Unanimous Supreme Court decides Worker Registration Scheme unlawful after 2009
19 June 2019
This is an important decision of the UK’s highest court, revealing large scale unlawful treatment of EU nationals in the UK. The decision concerns the rights of EU nationals from ‘Accession States’ in the UK who are resident in the UK after having worked here.
The Supreme Court upholds the decision and reasoning of the Upper Tribunal.

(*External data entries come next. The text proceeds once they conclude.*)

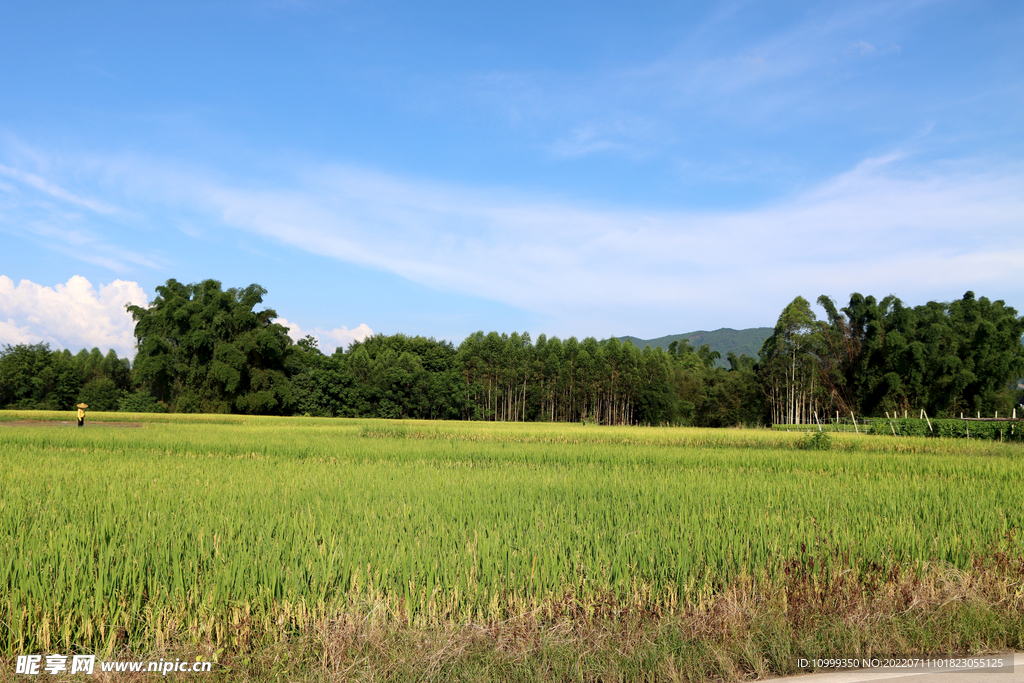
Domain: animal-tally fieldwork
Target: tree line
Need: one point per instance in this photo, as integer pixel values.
(201, 348)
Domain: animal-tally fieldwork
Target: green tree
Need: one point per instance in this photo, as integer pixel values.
(32, 377)
(203, 349)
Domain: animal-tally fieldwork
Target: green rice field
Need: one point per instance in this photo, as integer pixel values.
(231, 537)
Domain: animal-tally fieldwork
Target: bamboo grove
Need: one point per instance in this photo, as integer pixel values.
(205, 349)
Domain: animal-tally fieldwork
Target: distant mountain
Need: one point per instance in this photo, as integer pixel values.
(738, 341)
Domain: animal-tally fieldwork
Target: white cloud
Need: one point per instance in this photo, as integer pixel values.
(548, 256)
(890, 224)
(72, 315)
(328, 340)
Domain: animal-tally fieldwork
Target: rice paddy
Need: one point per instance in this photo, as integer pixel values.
(232, 535)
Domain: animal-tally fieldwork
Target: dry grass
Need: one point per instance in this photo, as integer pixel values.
(752, 630)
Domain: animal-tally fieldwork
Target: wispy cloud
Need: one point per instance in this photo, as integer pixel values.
(885, 223)
(56, 191)
(888, 224)
(72, 315)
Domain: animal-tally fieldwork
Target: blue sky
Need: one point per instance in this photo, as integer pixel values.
(562, 167)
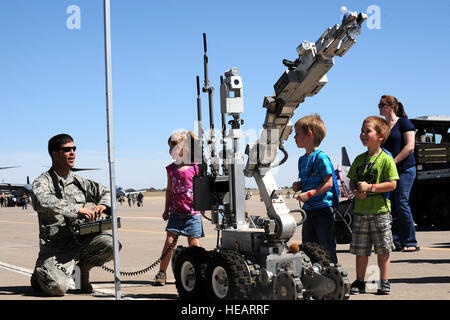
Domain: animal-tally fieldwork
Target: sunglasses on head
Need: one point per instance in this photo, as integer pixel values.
(68, 149)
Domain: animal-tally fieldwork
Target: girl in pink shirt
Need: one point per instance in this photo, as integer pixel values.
(179, 208)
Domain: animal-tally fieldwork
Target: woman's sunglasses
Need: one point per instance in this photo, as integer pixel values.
(68, 149)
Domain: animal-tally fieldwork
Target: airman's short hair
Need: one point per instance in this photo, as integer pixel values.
(57, 141)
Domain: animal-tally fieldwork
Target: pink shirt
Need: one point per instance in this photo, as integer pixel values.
(182, 189)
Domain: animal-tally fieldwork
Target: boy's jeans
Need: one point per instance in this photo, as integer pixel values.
(403, 229)
(319, 228)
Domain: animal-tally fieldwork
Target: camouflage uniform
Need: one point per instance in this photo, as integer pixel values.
(59, 249)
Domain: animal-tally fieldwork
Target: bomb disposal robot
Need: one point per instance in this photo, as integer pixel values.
(252, 260)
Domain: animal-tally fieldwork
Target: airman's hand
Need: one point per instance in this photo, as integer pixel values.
(98, 210)
(87, 214)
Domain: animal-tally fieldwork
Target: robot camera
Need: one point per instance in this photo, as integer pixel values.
(232, 72)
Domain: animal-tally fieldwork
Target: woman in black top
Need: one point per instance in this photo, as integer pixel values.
(401, 144)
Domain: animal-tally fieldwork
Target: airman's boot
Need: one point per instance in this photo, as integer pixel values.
(86, 287)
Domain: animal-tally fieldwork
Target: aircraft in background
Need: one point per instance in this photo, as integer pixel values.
(120, 192)
(15, 188)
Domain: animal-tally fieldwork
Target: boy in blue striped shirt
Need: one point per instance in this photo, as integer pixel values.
(316, 180)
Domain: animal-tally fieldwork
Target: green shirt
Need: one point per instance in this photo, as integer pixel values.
(373, 170)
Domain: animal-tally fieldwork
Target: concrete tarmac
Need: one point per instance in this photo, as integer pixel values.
(422, 275)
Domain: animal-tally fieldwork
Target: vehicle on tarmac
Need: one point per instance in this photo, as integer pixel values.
(430, 194)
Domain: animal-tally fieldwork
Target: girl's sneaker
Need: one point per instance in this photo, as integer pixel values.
(385, 287)
(358, 287)
(160, 279)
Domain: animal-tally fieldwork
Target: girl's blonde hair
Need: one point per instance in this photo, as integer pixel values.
(314, 123)
(185, 140)
(380, 125)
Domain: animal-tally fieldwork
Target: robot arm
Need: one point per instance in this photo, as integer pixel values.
(304, 77)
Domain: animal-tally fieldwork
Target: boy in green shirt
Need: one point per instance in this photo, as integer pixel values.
(372, 174)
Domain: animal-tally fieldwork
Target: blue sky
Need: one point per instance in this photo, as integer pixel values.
(52, 78)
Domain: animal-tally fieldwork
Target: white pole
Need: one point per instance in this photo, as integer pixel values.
(109, 116)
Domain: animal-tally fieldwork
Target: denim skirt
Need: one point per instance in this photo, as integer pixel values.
(185, 225)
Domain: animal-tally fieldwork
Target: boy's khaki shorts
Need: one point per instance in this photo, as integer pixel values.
(371, 230)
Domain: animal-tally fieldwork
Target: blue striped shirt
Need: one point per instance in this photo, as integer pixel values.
(312, 178)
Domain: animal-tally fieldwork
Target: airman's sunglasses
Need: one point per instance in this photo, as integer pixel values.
(68, 149)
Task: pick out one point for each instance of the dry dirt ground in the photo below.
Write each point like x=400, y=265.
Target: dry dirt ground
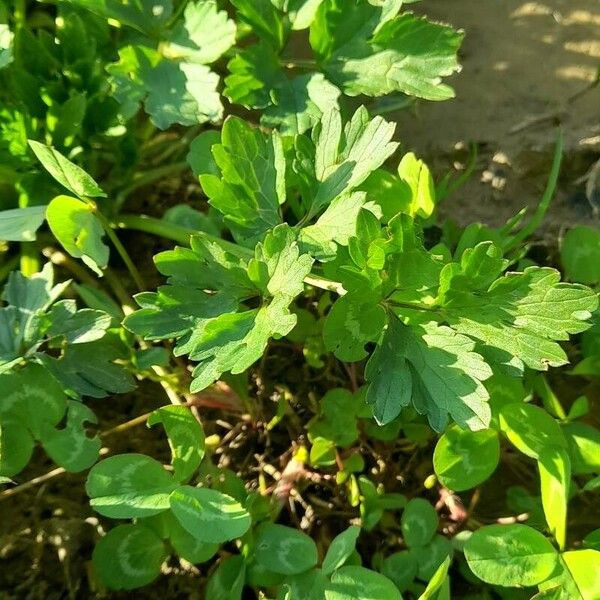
x=528, y=67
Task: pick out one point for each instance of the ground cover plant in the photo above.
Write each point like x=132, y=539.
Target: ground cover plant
x=347, y=397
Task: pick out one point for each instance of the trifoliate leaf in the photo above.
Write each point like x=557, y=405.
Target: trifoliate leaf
x=283, y=549
x=71, y=447
x=335, y=226
x=340, y=549
x=209, y=515
x=16, y=446
x=33, y=397
x=419, y=522
x=510, y=555
x=186, y=438
x=128, y=557
x=203, y=35
x=129, y=485
x=434, y=367
x=77, y=228
x=20, y=224
x=252, y=182
x=367, y=49
x=69, y=175
x=353, y=582
x=524, y=314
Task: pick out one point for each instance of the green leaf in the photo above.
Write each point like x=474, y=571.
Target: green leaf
x=69, y=175
x=576, y=577
x=200, y=157
x=20, y=224
x=16, y=446
x=510, y=555
x=203, y=35
x=70, y=447
x=147, y=16
x=580, y=255
x=366, y=49
x=334, y=227
x=401, y=568
x=298, y=104
x=88, y=369
x=209, y=515
x=358, y=583
x=77, y=326
x=33, y=397
x=419, y=522
x=186, y=439
x=524, y=314
x=283, y=549
x=128, y=557
x=583, y=442
x=555, y=476
x=434, y=367
x=415, y=173
x=252, y=182
x=530, y=428
x=77, y=228
x=129, y=485
x=344, y=156
x=437, y=581
x=464, y=459
x=431, y=556
x=340, y=549
x=172, y=91
x=186, y=545
x=227, y=582
x=264, y=18
x=339, y=410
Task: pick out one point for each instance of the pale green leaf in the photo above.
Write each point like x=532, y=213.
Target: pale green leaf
x=464, y=459
x=129, y=485
x=359, y=583
x=283, y=549
x=186, y=438
x=69, y=175
x=340, y=549
x=419, y=522
x=20, y=224
x=530, y=428
x=209, y=515
x=128, y=557
x=252, y=182
x=433, y=367
x=75, y=226
x=555, y=477
x=510, y=555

Worker Registration Scheme unlawful 2009-11
EU citizens from 8 Eastern European countries which joined the EU in 2004 (known as Accession State nationals) had to pay a £90 fee to register with the Worker Registration Scheme (the Scheme) to be given a ‘right to reside’ in the UK as a worker. The Scheme initially ran from 2004-09 then was extended for a further two years in 2009. In the last two years of the Scheme, almost quarter of a million EU nationals paid to register. But the Scheme was not known to all A8 workers, and in that time, many other Accession State workers did not register. That group then risked being refused a right to reside on the basis that they failed to register, even though they had worked and paid taxes and national insurance in the UK. The result was that they may have been turned down for benefit (like Ms Gubeladze), or in extreme cases even faced removal or deportation from the UK.
Ms Gubeladze was turned down for a retirement benefit called State Pension Credit after she finished working in the UK, because she had not been registered with the Scheme for a few months in 2009-10. She challenged the decision that she could be refused this benefit because she had not registered in time. She said that the Scheme should not have been extended after 2009, because by then it did not serve a purpose, or was not proportionate. She also argued that a three year period of residence was enough to entitle her to the benefit, whether or not she had a formal ‘right to reside’ during that period.
The Supreme Court, sitting with 7 judges because of the importance of the case, unanimously decides:
- The proportionality principle did apply to a decision about whether to continue transitional measures following accession of another state to the EU [§44].
- It had been unlawful for the government to extend the Worker Registration Scheme beyond April 2009 [§74]. The ‘small and speculative advantage’ of continuing the Scheme was ‘wholly outweighed’ by the ‘substantial and serious’ disadvantage to UK businesses and affected EU nationals, so the extension of the Scheme was disproportionate [§62, §70].
- An EU national must not be refused a right to reside on the basis that she failed to register with the Scheme in the period 2009-11 [§76].
The decision does not consider the question of whether someone who was forced to register with the unlawful Scheme can claim any compensation.
Government has misunderstood rights of retired EU nationals
The Court also decided that the government has been misapplying the residence requirements for EU nationals who retire in the UK under Art 17(1)(a) of Directive 2004/38. A person must have been present for three years plus meeting the work requirements, but does not need to demonstrate a ‘right of residence’ throughout the three-year period [§92]. This is an important finding which affects all EU nationals, not just those from Accession States.
Tom Royston acted for Ms Gubeladze in the UT, Court of Appeal and Supreme Court. In the Upper Tribunal he was sole counsel; in the Court of Appeal and Supreme Court he was led by Helen Mountfield QC. They were instructed by Howells LLP, to whom Ms Gubeladze’s case was initially referred by Manchester CAB.